Ashram’s 24.7% of magnet minerals ranks higher than other projects such as Lynas Rare Earths’ (ASX: LYC) Mount Weld mine in western Australia; the world’s largest REE deposit at the Chinese state-owned Baogang Group’s Bayan Obo mine northwest of Beijing; and MP Materials’ (NYSE: MP) California-based Mountain Pass mine about 100 km southwest of Las Vegas, North America’s only REE producer, Commerce said.
Still, there’s been a high failure rate among the hundreds of REE projects in the West that have tried to replace Chinese supply after Beijing imposed export duties on its REEs in 2005. REE projects in the West must also contend with tougher environmental regulations concerning toxic waste and the presence of radioactive thorium and uranium among the deposits that can make them difficult to handle.
Also, Commerce is a junior miner with shares down from a 52-week high of 32¢ in April to just 13¢ this week, valuing the company at $11.9 million with 91.6 million shares issued. On July 31, it had nearly 40.5 million warrants at an exercise price of 33¢, and about $1.7 million in cash after paying around $780,000 in compensations including $320,000 in geological services during the previous nine months, according to filings.
But Grove is bullish, contending Ashram has the right geology — carbonatite host rocks — and the right mineralogy balance of monazite and bastnaesite deposits to be successful.
“The production of rare earth elements is primarily dominated by monazite and bastnaesite deposits,” he said. “Geology first, mineralogy second, but you need to have both to achieve positive economics.”
Ashram, which could start production by 2026 after US$700 million in construction, aims to earn about US$550 million in annual revenue from yearly production of 50,000 tonnes of REE concentrate, Grove said. Ore would be mined at a rate of 2.1 million tonnes per year from a resource of 250 million tonnes, he said.

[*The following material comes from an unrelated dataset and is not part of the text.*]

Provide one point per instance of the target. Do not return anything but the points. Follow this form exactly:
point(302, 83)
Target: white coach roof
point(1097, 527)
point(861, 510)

At that rate, the mine could last more than a century.
Commerce will apply for federal and provincial funding to help build a US$200-million road from the project to a port 180 km north that might also benefit local projects such as Midland Exploration‘s (TSXV: MD) Alliance SOQUEM copper project and joint venture nickel project with BHP (NYSE: BHP; ASX: BHP), and the currently dormant NextSource Materials’ (TSX: NEXT; US-OTC: NSRCF) Sagar cobalt property, Grove said.
Commenting on the financial environment around rare earths, Grove drew a parallel with The Big Short, the movie starring Christian Bale and Steve Carrell about the 2007 housing market crash caused by mortgages approved without due diligence.
“The similarity between The Big Short and rare earth elements is that the majority of the projects out there don’t have the fundamentals that on paper would ever allow them to be economic,” he said.
“’Rare’ is extremely appropriate in terms of the name of this commodity because economic deposits of rare earth elements are extremely rare.”